车刚停在她公寓楼下,林云波风也似地推开车门冲上楼,仍留在车内的欧远航不由得双眼一紧,红了红,匆忙低下了头。
门是敞开的,像是被骤起的狂风猛烈撞开,室内的一切更是像狂风骤雨洗涤过般的凌乱,林云波就端坐在一片废墟间,心头一片空白。
欧远航面对眼前的一切,似乎早已在他的预料之中,他缓缓俯身在她面前,伸手按住她的肩头,她抬起眼眸看了他一眼,一丝亮光在她眼中闪出:还有医院!
她用手推开他,想再冲出去,但欧远航并没有打算让她再干什么疯狂的事,双手微一用力,她的身体坐了下去,眼中却升腾起一团急躁的怒火和疲乏的厌倦,也许后者只有他可以看见,可以感受到。
“丢了,算了,这是事实!”欧远航是用尽全身的力气才克制住自己嗓音中的颤动。
林云波足足盯了他有三分钟,发直的双眼中才有了一点润湿。默默推开他,径直走进卧室。
“云波!”
“我要休息!”“砰”门被死死的关住了,满房子中没有一丝声音。
“你跟我回去吧!”
“至少,我们可以照顾你!云波你有没有在听……”
卧室内一片昏暗,林云波一直在听,听欧远航在门外叫着,甚至于摔打着东西,最后什么声音也没有了,黑暗中只觉得眼眶真发热,刚刚那一点强迫回去的湿润终于汇成一泓清流在脸上狂奔着。
二十八年来第一次感到这样的无助,彻底的无助,项间空空的,连一直守护在身旁的母亲似乎也远走了。没有,再没有什么可以支撑着自己去面对门外的一切,包括欧远航那么仅有的一点关怀,自己的十根手指似乎永远都合不拢,任凭着一切从偌大的缝隙中失落,失落……
“你哭了!”一种温和的声响猛然间响彻在四周空空的黑暗中,林云波张大了双眼,柔和的声浪,连绵在四周,暖暖的拥护着自己,是谁?
林云波你真的累了,从昨晚的惊吓到今天一整日的奔波,身心极度的疲倦,你是需要人照顾了,可……
当林云波走出卧室,扭亮壁灯,外面一切都归回了原位,甚至桌上还放着他为她预备的晚饭,欧远航没有出现。

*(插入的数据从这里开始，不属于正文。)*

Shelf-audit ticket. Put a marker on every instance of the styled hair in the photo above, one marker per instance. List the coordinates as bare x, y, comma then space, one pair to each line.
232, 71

林云波坐到桌边,深吸一口满含着饭菜清香的空气,明天,明天自己也许得过一种新的生活,只要自己有活下去的勇气,不管丢了什么,她林云波一定可以安然立于世上。
第三章
早上八时,林云波准点进报社的大门,几乎在她后脚刚站定的刹那,满屋子的打字声、电话声、交谈声顷刻都完全从地球上消失了,静得连一根……
“对不起!我没带针,否则真可以测试一下这里的纯静度了!”林云波面对着满场恍如隔世的目光,从容的道出了她的幽默,还以一种大难不死,必有后福的眼光解释着这个浅显的道理。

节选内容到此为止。